Another problem with the current system of IP when applied on software and other objects of new media, is the duration of protective measures. If the 20 years of patent protection might have been appropriate for Watt's steam engine, it is a hopelessly too long time for many today's new creations. Perhaps the best example of this would be imagine if sir Timothy Berners-Lee had patented his newly-created Hypertext Transfer Protocol and other crucial components of the World Wide Web in 1991. We would perhaps have some well-controlled applications, but definitely not the ubiquity of today (a good example is provided by Ted Nelson's Xanadu project which started already in the 60s, featured many similar ideas to the Web, but failed to materialise - being proprietary by nature was possibly not the smallest reason for this). No Internet banking, no web media, no blogs or web forums - not until 2011.

As we have seen, the current approach to the IP has been running wild for some time. The problem may well be not limited to insufficient or overtly harsh legal regulations - a new kind of ethical approach could be necessary.


The business of science[edit]

For a final example, the Open Access movement was started by an American billionaire, activist and philantrophist George Soros in 2001 as the [L] Budapest Open Access Initiative. Its main aim is to provide alternative publishing models to the increasingly commercialised academic publishing which provided huge profits to publishers but effectively blocked access to scientific materials for those who could not afford the expensive journals, thus extending the global digital divide. Despite initial hesitation and some criticism from academic community (who apparently faced another mindquake) the process gradually emerged to become a viable way of publishing. In December 2008, the [L] Directory of Open Access Journals lists more than 3700 scholarly journals with about 240 000 articles.

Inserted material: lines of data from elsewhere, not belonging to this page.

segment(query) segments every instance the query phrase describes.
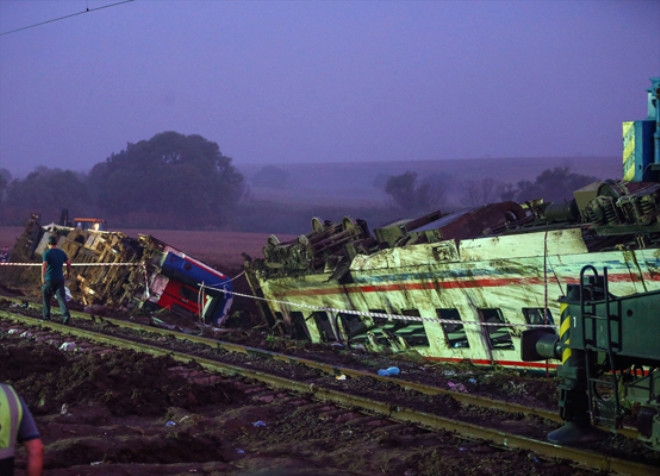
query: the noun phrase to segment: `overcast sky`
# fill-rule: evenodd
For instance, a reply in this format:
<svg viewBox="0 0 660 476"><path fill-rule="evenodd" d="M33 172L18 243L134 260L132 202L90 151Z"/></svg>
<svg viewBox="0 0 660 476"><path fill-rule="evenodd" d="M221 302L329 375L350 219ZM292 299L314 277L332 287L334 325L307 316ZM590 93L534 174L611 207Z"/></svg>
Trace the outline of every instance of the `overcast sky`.
<svg viewBox="0 0 660 476"><path fill-rule="evenodd" d="M170 130L238 168L619 156L621 122L646 117L660 76L658 0L99 8L120 1L0 0L0 168L14 178L86 172Z"/></svg>

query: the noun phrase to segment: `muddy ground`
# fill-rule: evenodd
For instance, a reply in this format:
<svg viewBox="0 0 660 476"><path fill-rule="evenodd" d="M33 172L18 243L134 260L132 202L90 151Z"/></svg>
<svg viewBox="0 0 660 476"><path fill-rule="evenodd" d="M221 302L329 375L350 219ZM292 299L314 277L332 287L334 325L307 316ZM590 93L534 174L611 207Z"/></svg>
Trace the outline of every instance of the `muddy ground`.
<svg viewBox="0 0 660 476"><path fill-rule="evenodd" d="M0 378L36 417L47 475L592 474L355 412L323 416L295 395L246 395L245 382L195 380L194 363L0 339Z"/></svg>
<svg viewBox="0 0 660 476"><path fill-rule="evenodd" d="M218 237L212 243L227 251ZM256 242L251 246L258 249ZM230 275L240 270L238 250L217 262L206 252L209 264ZM252 312L239 299L234 310ZM338 427L332 410L320 418L293 395L255 399L246 397L241 382L193 381L187 374L194 375L195 364L128 351L64 352L7 334L0 340L0 379L17 388L37 419L47 475L592 474L445 433L407 433L378 420L362 424L359 414L354 424ZM22 450L17 463L24 467Z"/></svg>

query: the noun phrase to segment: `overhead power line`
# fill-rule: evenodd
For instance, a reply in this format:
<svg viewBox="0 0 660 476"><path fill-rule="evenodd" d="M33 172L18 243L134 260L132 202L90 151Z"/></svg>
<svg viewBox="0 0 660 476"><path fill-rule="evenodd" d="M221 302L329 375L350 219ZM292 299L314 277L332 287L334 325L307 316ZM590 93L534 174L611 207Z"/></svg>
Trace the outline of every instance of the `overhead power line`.
<svg viewBox="0 0 660 476"><path fill-rule="evenodd" d="M4 32L0 33L0 36L8 35L10 33L16 33L18 31L27 30L29 28L35 28L35 27L41 26L41 25L46 25L47 23L53 23L53 22L60 21L60 20L66 20L67 18L82 15L83 13L91 13L91 12L94 12L96 10L102 10L104 8L116 7L117 5L122 5L124 3L129 3L129 2L132 2L132 1L134 1L134 0L122 0L121 2L111 3L109 5L103 5L102 7L86 8L85 10L83 10L81 12L71 13L70 15L65 15L63 17L58 17L58 18L53 18L52 20L42 21L40 23L35 23L34 25L23 26L21 28L16 28L14 30L4 31Z"/></svg>

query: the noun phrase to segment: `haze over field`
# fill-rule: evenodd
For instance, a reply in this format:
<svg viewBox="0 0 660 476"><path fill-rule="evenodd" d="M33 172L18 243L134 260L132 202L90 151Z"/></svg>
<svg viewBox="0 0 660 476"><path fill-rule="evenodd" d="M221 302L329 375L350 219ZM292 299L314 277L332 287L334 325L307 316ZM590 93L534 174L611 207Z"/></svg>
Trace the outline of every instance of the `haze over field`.
<svg viewBox="0 0 660 476"><path fill-rule="evenodd" d="M659 24L657 0L1 1L0 168L163 131L239 169L617 157Z"/></svg>

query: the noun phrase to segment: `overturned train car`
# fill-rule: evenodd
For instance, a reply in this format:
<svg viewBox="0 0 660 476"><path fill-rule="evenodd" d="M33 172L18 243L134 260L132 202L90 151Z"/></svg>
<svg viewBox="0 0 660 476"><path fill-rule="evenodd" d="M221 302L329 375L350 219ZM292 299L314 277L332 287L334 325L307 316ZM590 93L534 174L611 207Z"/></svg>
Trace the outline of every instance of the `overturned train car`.
<svg viewBox="0 0 660 476"><path fill-rule="evenodd" d="M167 309L216 327L228 317L230 279L150 235L132 238L80 226L42 226L33 215L17 240L12 261L40 260L52 235L73 265L67 288L83 306ZM21 276L24 282L38 283L38 272L24 270Z"/></svg>
<svg viewBox="0 0 660 476"><path fill-rule="evenodd" d="M312 220L312 231L247 260L264 319L311 342L527 369L521 334L556 332L558 298L589 264L619 296L660 289L660 78L649 117L624 123L624 181L567 203L504 202L434 212L373 233L361 220Z"/></svg>

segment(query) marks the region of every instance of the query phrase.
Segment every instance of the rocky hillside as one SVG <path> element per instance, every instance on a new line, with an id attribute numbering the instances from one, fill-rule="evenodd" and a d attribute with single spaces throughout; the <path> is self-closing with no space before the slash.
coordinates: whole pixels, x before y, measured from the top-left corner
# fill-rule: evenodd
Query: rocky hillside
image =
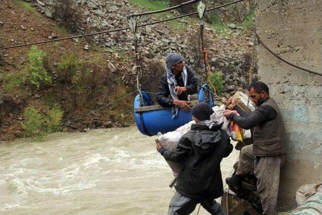
<path id="1" fill-rule="evenodd" d="M 149 1 L 76 0 L 74 4 L 71 1 L 79 16 L 70 17 L 73 20 L 70 29 L 60 27 L 64 20 L 61 13 L 57 15 L 57 2 L 17 0 L 0 4 L 0 45 L 7 46 L 127 27 L 126 15 L 148 10 L 141 7 L 146 6 L 142 3 Z M 152 3 L 150 2 L 154 6 Z M 178 15 L 175 11 L 142 17 L 137 21 L 143 24 Z M 247 20 L 251 21 L 251 18 Z M 158 79 L 164 72 L 163 58 L 171 51 L 181 52 L 186 63 L 203 79 L 199 23 L 197 18 L 192 17 L 138 29 L 136 36 L 144 67 L 141 82 L 146 90 L 157 90 Z M 211 70 L 224 76 L 222 96 L 228 97 L 248 82 L 254 37 L 246 24 L 206 24 L 205 27 L 205 47 Z M 52 79 L 51 83 L 38 89 L 29 81 L 30 47 L 6 50 L 0 62 L 2 139 L 25 135 L 22 124 L 25 117 L 24 110 L 28 107 L 46 113 L 53 104 L 58 104 L 64 113 L 62 122 L 65 123 L 130 92 L 136 76 L 133 69 L 133 38 L 129 30 L 123 30 L 38 45 L 38 48 L 46 53 L 45 67 Z M 63 78 L 66 74 L 61 70 L 66 56 L 73 56 L 83 66 L 77 67 L 69 81 Z M 88 80 L 93 81 L 85 81 Z M 132 99 L 128 97 L 117 107 L 90 114 L 65 126 L 64 130 L 126 126 L 133 122 Z"/>

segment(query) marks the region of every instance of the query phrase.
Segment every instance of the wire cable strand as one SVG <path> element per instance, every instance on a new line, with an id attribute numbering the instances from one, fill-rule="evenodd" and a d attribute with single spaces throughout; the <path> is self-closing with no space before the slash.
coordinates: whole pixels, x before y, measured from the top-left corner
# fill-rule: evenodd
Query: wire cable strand
<path id="1" fill-rule="evenodd" d="M 214 7 L 214 8 L 210 8 L 210 9 L 209 9 L 205 10 L 205 12 L 207 12 L 208 11 L 212 11 L 212 10 L 214 10 L 218 9 L 219 8 L 223 8 L 224 7 L 226 7 L 226 6 L 228 6 L 230 5 L 236 4 L 236 3 L 237 3 L 240 2 L 243 2 L 244 1 L 245 1 L 245 0 L 237 0 L 236 1 L 232 2 L 231 2 L 230 3 L 227 3 L 227 4 L 224 4 L 224 5 L 221 5 L 220 6 L 217 6 L 217 7 Z M 167 22 L 167 21 L 175 20 L 175 19 L 177 19 L 182 18 L 183 17 L 188 17 L 188 16 L 189 16 L 194 15 L 197 14 L 198 14 L 198 12 L 191 13 L 190 14 L 185 14 L 184 15 L 179 16 L 178 17 L 173 17 L 173 18 L 172 18 L 167 19 L 166 19 L 166 20 L 160 20 L 160 21 L 155 21 L 155 22 L 151 22 L 151 23 L 146 23 L 146 24 L 144 24 L 139 25 L 138 25 L 137 26 L 137 27 L 138 28 L 138 27 L 140 27 L 146 26 L 147 26 L 147 25 L 154 25 L 155 24 L 160 23 L 164 22 Z M 49 42 L 56 42 L 56 41 L 68 40 L 68 39 L 73 39 L 73 38 L 81 38 L 81 37 L 88 37 L 88 36 L 90 36 L 96 35 L 98 35 L 98 34 L 106 34 L 106 33 L 108 33 L 115 32 L 116 31 L 123 31 L 123 30 L 128 30 L 128 29 L 130 29 L 130 28 L 129 27 L 126 27 L 126 28 L 119 28 L 119 29 L 114 29 L 114 30 L 108 30 L 108 31 L 101 31 L 101 32 L 99 32 L 92 33 L 87 34 L 82 34 L 82 35 L 77 35 L 77 36 L 72 36 L 72 37 L 64 37 L 64 38 L 63 38 L 55 39 L 50 40 L 45 40 L 45 41 L 43 41 L 35 42 L 26 43 L 26 44 L 21 44 L 21 45 L 16 45 L 12 46 L 0 47 L 0 50 L 9 49 L 11 49 L 11 48 L 17 48 L 17 47 L 19 47 L 27 46 L 30 46 L 30 45 L 36 45 L 36 44 L 41 44 L 41 43 L 49 43 Z"/>
<path id="2" fill-rule="evenodd" d="M 130 14 L 127 16 L 127 17 L 138 17 L 139 16 L 148 15 L 149 14 L 159 14 L 160 13 L 166 12 L 167 11 L 171 11 L 176 9 L 177 8 L 182 8 L 186 5 L 191 5 L 192 4 L 195 3 L 197 2 L 200 2 L 200 0 L 192 0 L 188 2 L 186 2 L 183 3 L 181 3 L 180 5 L 176 5 L 175 6 L 171 7 L 170 8 L 165 8 L 164 9 L 157 10 L 156 11 L 147 11 L 146 12 L 141 13 L 139 14 Z"/>
<path id="3" fill-rule="evenodd" d="M 258 41 L 258 42 L 260 43 L 261 43 L 264 47 L 264 48 L 265 48 L 268 51 L 271 52 L 271 53 L 272 53 L 272 54 L 274 55 L 275 57 L 277 57 L 280 60 L 282 60 L 283 62 L 285 62 L 286 63 L 287 63 L 288 64 L 291 65 L 292 66 L 294 66 L 294 67 L 295 67 L 296 68 L 298 68 L 299 69 L 301 69 L 301 70 L 302 70 L 303 71 L 307 71 L 307 72 L 308 72 L 309 73 L 311 73 L 312 74 L 314 74 L 314 75 L 316 75 L 317 76 L 322 76 L 322 74 L 321 74 L 317 73 L 316 71 L 312 71 L 312 70 L 310 70 L 309 69 L 307 69 L 305 68 L 303 68 L 302 67 L 296 65 L 294 64 L 294 63 L 291 63 L 290 62 L 289 62 L 289 61 L 287 61 L 286 60 L 284 59 L 282 57 L 281 57 L 279 56 L 278 56 L 277 54 L 274 53 L 273 51 L 272 51 L 272 50 L 270 48 L 269 48 L 264 43 L 263 43 L 263 41 L 262 41 L 262 40 L 261 39 L 261 38 L 260 38 L 260 36 L 258 35 L 258 34 L 257 34 L 257 33 L 256 33 L 256 37 L 257 38 L 257 40 Z"/>

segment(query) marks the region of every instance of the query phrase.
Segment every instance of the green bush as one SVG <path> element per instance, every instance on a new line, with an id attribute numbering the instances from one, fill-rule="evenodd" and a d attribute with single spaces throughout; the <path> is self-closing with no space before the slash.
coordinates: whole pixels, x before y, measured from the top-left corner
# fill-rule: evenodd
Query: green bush
<path id="1" fill-rule="evenodd" d="M 30 83 L 39 89 L 42 86 L 51 84 L 52 79 L 43 65 L 44 57 L 46 54 L 38 50 L 37 46 L 33 46 L 28 53 L 28 60 L 30 63 L 29 71 L 30 73 Z"/>
<path id="2" fill-rule="evenodd" d="M 73 78 L 80 66 L 80 62 L 75 55 L 63 56 L 58 66 L 59 81 L 71 85 Z"/>
<path id="3" fill-rule="evenodd" d="M 45 116 L 32 107 L 26 108 L 23 112 L 25 121 L 22 124 L 26 136 L 41 137 L 45 134 Z"/>
<path id="4" fill-rule="evenodd" d="M 54 105 L 46 113 L 42 113 L 29 107 L 23 112 L 22 124 L 26 136 L 36 136 L 40 139 L 47 133 L 60 130 L 63 111 L 59 105 Z"/>
<path id="5" fill-rule="evenodd" d="M 216 89 L 217 94 L 220 94 L 223 91 L 224 81 L 223 75 L 222 73 L 216 71 L 210 74 L 210 81 Z"/>
<path id="6" fill-rule="evenodd" d="M 52 133 L 60 130 L 60 123 L 64 112 L 57 104 L 50 109 L 47 113 L 47 118 L 46 120 L 47 133 Z"/>

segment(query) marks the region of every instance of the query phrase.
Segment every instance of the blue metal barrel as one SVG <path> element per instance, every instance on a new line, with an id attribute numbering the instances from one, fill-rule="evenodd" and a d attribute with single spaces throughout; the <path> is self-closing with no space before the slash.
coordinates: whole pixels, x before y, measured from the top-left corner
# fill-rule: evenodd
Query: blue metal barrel
<path id="1" fill-rule="evenodd" d="M 140 100 L 140 95 L 134 100 L 134 114 L 137 128 L 144 135 L 153 136 L 158 132 L 162 133 L 175 130 L 192 120 L 191 111 L 185 112 L 179 109 L 177 116 L 172 118 L 171 108 L 166 108 L 147 111 L 136 111 L 136 108 L 140 107 L 153 105 L 150 97 L 145 93 L 142 93 L 143 102 Z"/>
<path id="2" fill-rule="evenodd" d="M 210 106 L 214 107 L 215 103 L 212 94 L 205 88 L 209 89 L 207 84 L 203 85 L 198 93 L 198 100 L 199 102 L 204 102 L 207 98 Z M 177 116 L 172 118 L 171 108 L 156 109 L 152 108 L 151 110 L 146 108 L 144 111 L 139 110 L 139 108 L 138 109 L 138 108 L 142 107 L 155 107 L 152 106 L 154 105 L 150 96 L 146 93 L 142 93 L 142 97 L 139 94 L 137 95 L 134 99 L 134 118 L 138 129 L 143 134 L 153 136 L 156 135 L 158 132 L 165 133 L 172 131 L 192 120 L 191 111 L 185 112 L 179 109 Z"/>
<path id="3" fill-rule="evenodd" d="M 207 102 L 210 107 L 214 107 L 216 105 L 216 101 L 213 100 L 213 93 L 210 91 L 210 88 L 207 84 L 205 84 L 198 91 L 198 100 L 199 102 L 205 102 L 206 98 Z"/>

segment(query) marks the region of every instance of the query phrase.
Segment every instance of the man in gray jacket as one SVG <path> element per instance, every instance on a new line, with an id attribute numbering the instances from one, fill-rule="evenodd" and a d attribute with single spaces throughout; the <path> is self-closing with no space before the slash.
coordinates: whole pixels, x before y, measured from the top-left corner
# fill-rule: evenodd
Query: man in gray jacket
<path id="1" fill-rule="evenodd" d="M 263 214 L 275 214 L 280 181 L 280 171 L 285 160 L 286 133 L 280 109 L 270 97 L 268 87 L 263 82 L 252 83 L 249 96 L 257 108 L 248 114 L 232 99 L 225 116 L 244 129 L 251 129 L 253 145 L 242 149 L 236 174 L 226 179 L 230 185 L 238 188 L 246 175 L 254 171 L 257 178 L 257 192 Z"/>

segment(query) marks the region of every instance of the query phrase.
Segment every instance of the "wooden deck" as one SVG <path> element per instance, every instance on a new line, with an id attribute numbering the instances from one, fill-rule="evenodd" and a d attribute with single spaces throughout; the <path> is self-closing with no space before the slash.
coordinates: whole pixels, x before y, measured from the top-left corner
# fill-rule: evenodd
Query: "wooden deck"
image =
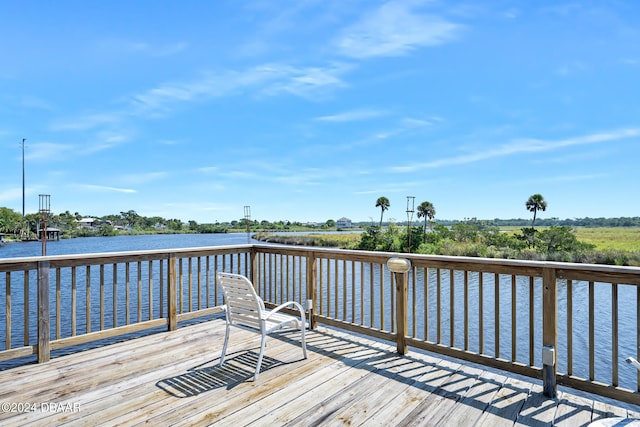
<path id="1" fill-rule="evenodd" d="M 639 408 L 560 392 L 537 381 L 328 328 L 268 338 L 234 331 L 217 362 L 215 319 L 0 372 L 0 425 L 586 425 Z M 29 406 L 30 405 L 30 406 Z M 27 411 L 28 410 L 28 411 Z"/>

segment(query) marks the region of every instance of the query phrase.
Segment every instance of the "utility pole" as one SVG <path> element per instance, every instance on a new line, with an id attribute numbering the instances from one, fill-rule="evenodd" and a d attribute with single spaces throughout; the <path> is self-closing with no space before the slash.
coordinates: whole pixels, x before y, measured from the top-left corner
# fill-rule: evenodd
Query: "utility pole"
<path id="1" fill-rule="evenodd" d="M 244 207 L 244 222 L 247 226 L 247 244 L 251 243 L 251 206 Z"/>
<path id="2" fill-rule="evenodd" d="M 27 138 L 22 138 L 22 219 L 24 220 L 24 142 Z"/>

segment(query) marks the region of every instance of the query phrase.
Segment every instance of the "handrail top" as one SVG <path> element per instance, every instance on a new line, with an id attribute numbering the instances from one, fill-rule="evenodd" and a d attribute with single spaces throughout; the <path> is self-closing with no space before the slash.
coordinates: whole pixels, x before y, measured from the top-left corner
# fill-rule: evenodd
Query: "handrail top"
<path id="1" fill-rule="evenodd" d="M 410 254 L 397 252 L 377 252 L 363 251 L 354 249 L 337 249 L 337 248 L 319 248 L 311 246 L 290 246 L 281 244 L 239 244 L 239 245 L 221 245 L 221 246 L 201 246 L 191 248 L 169 248 L 169 249 L 150 249 L 138 251 L 120 251 L 120 252 L 100 252 L 88 254 L 68 254 L 68 255 L 48 255 L 35 257 L 16 257 L 16 258 L 0 258 L 0 265 L 10 265 L 16 263 L 34 263 L 41 261 L 72 261 L 72 260 L 100 260 L 110 258 L 127 258 L 127 257 L 144 257 L 166 254 L 188 255 L 198 252 L 236 252 L 243 250 L 258 250 L 260 252 L 269 251 L 285 251 L 311 254 L 314 257 L 328 257 L 329 255 L 340 255 L 341 258 L 354 259 L 358 261 L 377 261 L 382 264 L 386 263 L 389 258 L 401 256 L 409 259 L 415 267 L 421 267 L 425 264 L 452 264 L 460 265 L 461 269 L 470 264 L 475 266 L 485 265 L 487 267 L 514 267 L 514 268 L 532 268 L 542 271 L 543 269 L 555 269 L 563 271 L 593 271 L 597 273 L 618 273 L 637 275 L 640 278 L 640 267 L 632 266 L 614 266 L 606 264 L 583 264 L 559 261 L 535 261 L 535 260 L 519 260 L 506 258 L 481 258 L 468 256 L 452 256 L 452 255 L 426 255 L 426 254 Z"/>

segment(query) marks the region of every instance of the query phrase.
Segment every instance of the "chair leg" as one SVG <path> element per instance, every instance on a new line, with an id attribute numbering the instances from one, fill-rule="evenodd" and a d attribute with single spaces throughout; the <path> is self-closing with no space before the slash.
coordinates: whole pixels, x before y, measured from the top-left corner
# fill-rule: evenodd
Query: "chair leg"
<path id="1" fill-rule="evenodd" d="M 230 326 L 227 323 L 227 331 L 224 334 L 224 345 L 222 346 L 222 355 L 220 356 L 220 366 L 224 363 L 224 356 L 227 354 L 227 344 L 229 344 L 229 329 Z"/>
<path id="2" fill-rule="evenodd" d="M 307 340 L 305 338 L 305 330 L 307 329 L 307 322 L 305 321 L 305 318 L 302 318 L 302 327 L 300 328 L 302 330 L 302 337 L 300 338 L 300 341 L 302 341 L 302 356 L 306 359 L 307 358 Z"/>
<path id="3" fill-rule="evenodd" d="M 256 365 L 256 373 L 253 375 L 253 380 L 258 381 L 260 375 L 260 366 L 262 365 L 262 356 L 264 355 L 264 349 L 267 346 L 267 334 L 262 332 L 262 340 L 260 342 L 260 355 L 258 356 L 258 364 Z"/>

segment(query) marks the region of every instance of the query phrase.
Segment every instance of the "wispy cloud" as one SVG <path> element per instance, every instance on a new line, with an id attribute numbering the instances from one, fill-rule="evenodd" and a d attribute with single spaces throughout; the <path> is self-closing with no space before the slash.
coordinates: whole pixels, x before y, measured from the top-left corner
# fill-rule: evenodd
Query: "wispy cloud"
<path id="1" fill-rule="evenodd" d="M 90 130 L 96 127 L 118 123 L 122 118 L 122 113 L 117 111 L 90 113 L 73 118 L 59 119 L 51 125 L 50 129 L 52 131 Z"/>
<path id="2" fill-rule="evenodd" d="M 53 161 L 64 159 L 73 153 L 75 147 L 71 144 L 58 144 L 55 142 L 25 143 L 24 157 L 27 160 Z"/>
<path id="3" fill-rule="evenodd" d="M 107 187 L 105 185 L 74 184 L 73 187 L 90 190 L 90 191 L 100 191 L 100 192 L 136 193 L 136 190 L 133 190 L 131 188 Z"/>
<path id="4" fill-rule="evenodd" d="M 514 140 L 508 144 L 501 145 L 494 149 L 481 150 L 474 153 L 463 154 L 460 156 L 447 157 L 425 163 L 413 163 L 407 165 L 393 166 L 388 168 L 389 172 L 410 173 L 423 169 L 432 169 L 446 167 L 452 165 L 462 165 L 475 163 L 482 160 L 488 160 L 496 157 L 506 157 L 522 153 L 538 153 L 545 151 L 557 150 L 564 147 L 572 147 L 578 145 L 598 144 L 610 141 L 621 140 L 625 138 L 640 136 L 640 128 L 629 128 L 614 130 L 611 132 L 594 133 L 590 135 L 562 139 L 558 141 L 544 141 L 540 139 L 520 139 Z"/>
<path id="5" fill-rule="evenodd" d="M 93 154 L 127 143 L 131 136 L 123 132 L 101 131 L 84 147 L 83 154 Z"/>
<path id="6" fill-rule="evenodd" d="M 247 88 L 268 96 L 289 93 L 310 98 L 346 86 L 341 75 L 350 69 L 350 65 L 340 63 L 317 67 L 264 64 L 242 72 L 210 72 L 199 79 L 165 83 L 132 96 L 129 113 L 158 117 L 180 103 L 229 96 Z"/>
<path id="7" fill-rule="evenodd" d="M 403 56 L 418 47 L 451 41 L 461 29 L 459 24 L 413 10 L 410 2 L 395 1 L 346 28 L 335 43 L 352 58 Z"/>
<path id="8" fill-rule="evenodd" d="M 121 182 L 125 182 L 127 184 L 146 184 L 153 181 L 158 181 L 160 179 L 166 178 L 168 176 L 168 172 L 145 172 L 145 173 L 136 173 L 136 174 L 127 174 L 120 178 Z"/>
<path id="9" fill-rule="evenodd" d="M 151 57 L 177 55 L 187 48 L 188 44 L 184 42 L 155 44 L 146 41 L 109 39 L 98 43 L 98 49 L 101 51 L 125 54 L 143 54 Z"/>
<path id="10" fill-rule="evenodd" d="M 376 117 L 385 115 L 384 111 L 380 110 L 353 110 L 345 111 L 343 113 L 333 114 L 329 116 L 316 117 L 315 120 L 319 122 L 354 122 L 358 120 L 369 120 Z"/>

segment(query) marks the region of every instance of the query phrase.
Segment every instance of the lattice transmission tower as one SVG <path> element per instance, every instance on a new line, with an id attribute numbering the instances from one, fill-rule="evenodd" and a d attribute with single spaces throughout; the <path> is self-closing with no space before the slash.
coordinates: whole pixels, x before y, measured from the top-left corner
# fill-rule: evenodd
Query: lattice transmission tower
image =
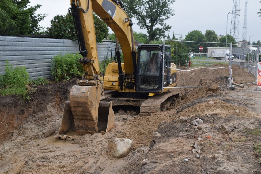
<path id="1" fill-rule="evenodd" d="M 247 41 L 247 4 L 248 1 L 246 1 L 245 5 L 245 14 L 244 15 L 244 23 L 243 24 L 243 32 L 242 34 L 242 41 L 243 41 L 242 45 L 246 45 Z"/>
<path id="2" fill-rule="evenodd" d="M 236 42 L 239 41 L 239 0 L 233 1 L 233 13 L 231 20 L 230 35 Z"/>

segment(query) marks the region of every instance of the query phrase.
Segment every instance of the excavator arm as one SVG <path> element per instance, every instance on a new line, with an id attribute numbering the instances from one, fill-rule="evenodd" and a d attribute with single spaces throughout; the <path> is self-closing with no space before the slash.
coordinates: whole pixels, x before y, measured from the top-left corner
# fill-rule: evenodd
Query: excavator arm
<path id="1" fill-rule="evenodd" d="M 121 3 L 116 0 L 70 0 L 70 2 L 80 53 L 83 57 L 80 62 L 85 74 L 72 87 L 70 101 L 65 102 L 57 137 L 62 137 L 70 130 L 76 130 L 80 135 L 102 131 L 106 132 L 114 126 L 112 102 L 100 102 L 104 90 L 99 70 L 93 10 L 113 31 L 120 43 L 124 64 L 128 65 L 125 66 L 123 72 L 117 47 L 118 78 L 121 90 L 123 80 L 126 80 L 125 74 L 129 74 L 129 80 L 132 82 L 136 73 L 137 54 L 132 23 Z M 134 85 L 130 88 L 134 88 Z"/>

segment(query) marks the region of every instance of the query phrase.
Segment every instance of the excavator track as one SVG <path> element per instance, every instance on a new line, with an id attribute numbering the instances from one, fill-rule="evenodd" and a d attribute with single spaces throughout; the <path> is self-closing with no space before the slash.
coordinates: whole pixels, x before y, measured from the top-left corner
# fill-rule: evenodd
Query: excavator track
<path id="1" fill-rule="evenodd" d="M 114 95 L 117 95 L 117 92 L 114 91 L 106 91 L 104 95 L 101 97 L 101 101 L 112 101 L 114 106 L 140 107 L 139 115 L 141 116 L 149 116 L 152 113 L 165 111 L 175 99 L 179 98 L 178 93 L 167 92 L 156 94 L 145 98 L 143 97 L 132 97 L 130 95 L 129 97 L 113 97 Z"/>
<path id="2" fill-rule="evenodd" d="M 152 113 L 165 111 L 171 104 L 173 100 L 179 98 L 178 93 L 165 93 L 155 95 L 142 102 L 139 115 L 149 116 Z"/>

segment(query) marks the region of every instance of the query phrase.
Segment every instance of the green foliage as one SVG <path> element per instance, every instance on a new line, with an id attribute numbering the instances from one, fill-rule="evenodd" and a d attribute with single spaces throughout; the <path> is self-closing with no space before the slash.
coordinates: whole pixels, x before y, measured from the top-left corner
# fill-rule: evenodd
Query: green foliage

A good quote to illustrate the shift of thinking among academics comes from a professor of economic analysis (sic!) R. Preston McAfee, stating the reason why he published his [L] "Introduction to Economic Analysis" on the Web using a CC license and making some interesting points:

"Why open source? Academics do an enormous amount of work editing journals and writing articles and now publishers have broken an implicit contract with academics, in which we gave our time and they weren't too greedy. Sometimes articles cost $20 to download, and principles books regularly sell for over $100. They issue new editions frequently to kill off the used book market, and the rapidity of new editions contributes to errors and bloat. Moreover, textbooks have gotten dumb and dumber as publishers seek to satisfy the student who prefers to learn nothing. Many have gotten so dumb ("simplified") so as to be simply incorrect. And they want $100 for this schlock? Where is the attempt to show the students what economics is actually about, and how it actually works? Why aren't we trying to teach the students more, rather than less?"


References[edit]


Food for Thought[edit]

  • Malaquias and a number of other authors (Barnes, Benkler, Himanen, Lessig, Martin etc) suggest that information behaves radically differently as a major resource, compared to e.g. land or money. What do you think?

To Do[edit]

  • Find a good example of the "science business" described above and analyse it as a potential factor in the Digital Divide discussed earlier. Is the proposed connection likely or not? Blog your opinion.